Amo sentarme a conversar con mi nonna –disculpen el italianismo, pero pertenece a la campiña del sur de la bota, asomando al Mediterráneo–. Ella es un alma viajera, trabajadora incesante y una mujer bastante lúcida para su edad.
En un veraniego almuerzo, comentábamos lo increíblemente deliciosos y jugosos que estaban unos tomates a los que apenas habíamos añadido algo de aceite de oliva virgen extra y una pizca de sal.
¡Son gloriosos -le dije- nada que ver con esos duros y semiplásticos del invierno! Pero aquella nimia frase sentenció en sus ojos una mirada de rareza que remató con un “Antonella, ¿ma tu come tomate fresco en invierno?”
Empezó a hablarme con la sabiduría de los 83 años que carga sobre sus hombros de producto de temporada, de procesos artesanales, de kilómetro cero, de harinas naturales, de minestrones deliciosos para calentar el espíritu, de la delicadeza de las flores de calabaza o de lo laboriosos que eran los embutidos tras la matanza.
Mi nonna se refería, sin saberlo, a la sostenibilidad, al respeto por el medioambiente, a la convivencia. En resumidas cuentas, al futuro.
Sistemas insostenibles
Detrás de esa imperiosa necesidad de comernos un tomate en enero, existe un gran mar de plástico en el sur de España. No lo digo yo, lo demuestra la NASA con una foto captada desde el espacio donde se ve un “inmenso parche blancuzco” que corresponde a los invernaderos donde se cultiva el tomate en todas las temporadas.
Los invernaderos son el hogar de miles de plantas de la “huerta de Europa”, en los que el progreso tiene un reverso que habla de sobreexplotación de los recursos, sobretodo los que provienen del mar.
El Panel Internacional de los Recursos (IRP, por sus siglas en inglés) un organismo científico de expertos cuyo objetivo es ayudar a las naciones a utilizar los recursos naturales de una manera sustentable, aseguró hace tres años, que los sistemas actuales de producción alimentaria son “ineficientes” e “insostenibles”. Estos serían responsables del 60% de la pérdida de biodiversidad en el mundo y del 24% de las emisiones de gases de efecto invernadero.

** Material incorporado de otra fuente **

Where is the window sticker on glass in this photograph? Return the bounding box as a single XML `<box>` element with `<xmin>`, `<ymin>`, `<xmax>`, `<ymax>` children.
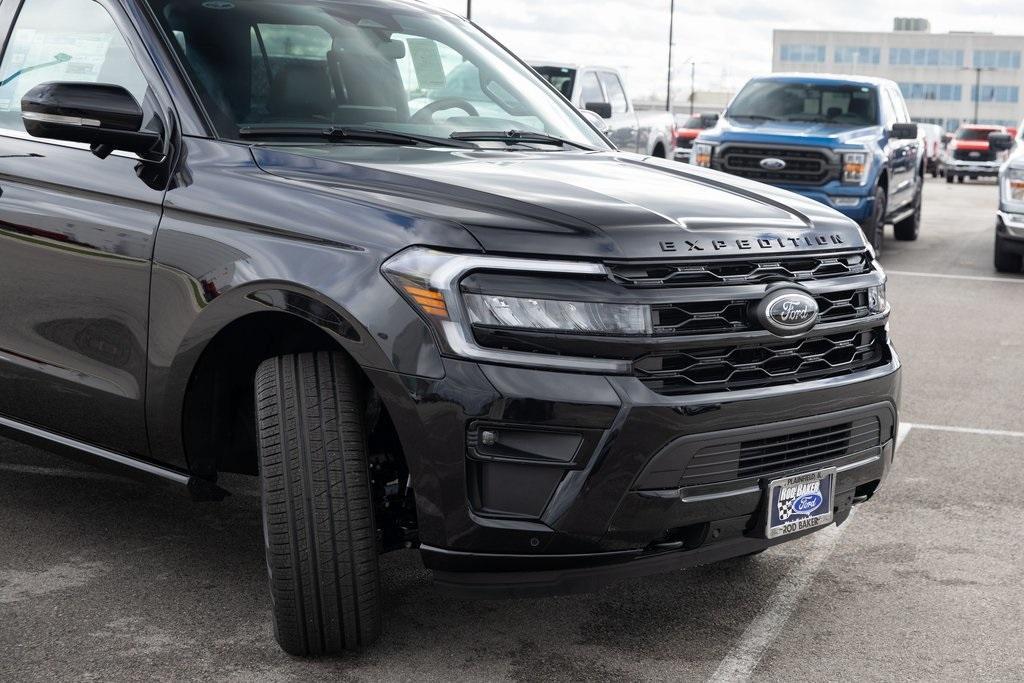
<box><xmin>407</xmin><ymin>38</ymin><xmax>447</xmax><ymax>90</ymax></box>
<box><xmin>0</xmin><ymin>29</ymin><xmax>116</xmax><ymax>110</ymax></box>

“Lo básico para una gastronomía sostenible es tener conciencia y empaparnos de lo que está pasando alrededor, pues los productos son o no sostenibles, dependiendo del área donde estemos”.
Local y de temporada
Podríamos barrer el problema debajo de la alfombra, hacer la vista gorda o pensar en qué podemos cambiar desde lo que comemos. Así que entrevisté a la chef Grace Ramírez, nacida en Miami y de raíces venezolanas, una de las últimas voces que se han sumado a la campaña ActNow de Naciones Unidas, para crear conciencia sobre la importancia de la gastronomía en la consecución de los Objetivos de Desarrollo Sostenible.
Si creen que deben hacer malabares o empezar a aprender chino, se equivocan. Grace Ramírez asegura que “lo más básico es tener conciencia y empaparnos de lo que está pasando alrededor”, pues los productos son o no sostenibles, dependiendo del área donde estemos.

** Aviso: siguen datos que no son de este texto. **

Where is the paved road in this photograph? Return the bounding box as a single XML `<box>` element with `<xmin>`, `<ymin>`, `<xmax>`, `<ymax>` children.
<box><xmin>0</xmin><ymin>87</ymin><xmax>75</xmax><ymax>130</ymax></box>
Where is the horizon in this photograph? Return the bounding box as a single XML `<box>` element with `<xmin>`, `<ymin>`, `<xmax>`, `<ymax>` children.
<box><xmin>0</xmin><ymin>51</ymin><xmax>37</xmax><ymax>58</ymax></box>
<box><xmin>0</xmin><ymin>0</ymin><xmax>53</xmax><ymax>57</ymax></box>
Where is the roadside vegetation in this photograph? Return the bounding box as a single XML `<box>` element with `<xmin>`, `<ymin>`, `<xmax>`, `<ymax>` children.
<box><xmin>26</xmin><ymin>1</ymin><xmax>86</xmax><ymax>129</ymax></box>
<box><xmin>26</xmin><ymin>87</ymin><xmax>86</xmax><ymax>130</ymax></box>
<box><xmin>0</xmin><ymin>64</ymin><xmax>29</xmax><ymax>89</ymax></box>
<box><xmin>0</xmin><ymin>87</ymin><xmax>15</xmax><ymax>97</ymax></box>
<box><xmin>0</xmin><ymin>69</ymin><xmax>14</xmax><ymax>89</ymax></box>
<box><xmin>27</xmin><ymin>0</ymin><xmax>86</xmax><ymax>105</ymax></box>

“Si lo que está de moda es la quinua, entonces vamos todos a comerla. Pero sepamos que viene de Los Andes, la consumía la gente que estaba en el campo, la digería mejor que nosotros en otras partes del mundo. Además, nos podríamos preguntar ¿cuánto tiempo toma llegar desde donde se produce la quinua hasta donde tú estás? Creo que debemos empezar a cuestionarnos muchas cosas”, señala la chef.

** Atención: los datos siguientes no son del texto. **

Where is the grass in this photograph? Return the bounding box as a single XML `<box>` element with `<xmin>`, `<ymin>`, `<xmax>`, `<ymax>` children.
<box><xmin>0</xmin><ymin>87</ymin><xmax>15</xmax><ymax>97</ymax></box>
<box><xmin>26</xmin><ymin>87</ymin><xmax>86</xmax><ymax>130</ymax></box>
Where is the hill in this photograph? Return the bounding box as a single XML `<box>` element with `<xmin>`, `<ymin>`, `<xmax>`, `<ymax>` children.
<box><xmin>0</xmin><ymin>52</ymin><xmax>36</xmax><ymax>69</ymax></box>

Para Grace Ramírez, las preguntas imperativas cuando hablamos de sostenibilidad deben ser ¿de dónde viene el producto? y ¿qué producto está en temporada? Así que Grace usa producto local, independientemente del lugar en el que esté, no consume nada fuera de su momento y trata de trabajar, en la medida de sus posibilidades, con pequeños productores y artesanos.
A fin de cuentas, como dice -y mi nonna ratifica sin saberlo- “It’s about local and seasonal”.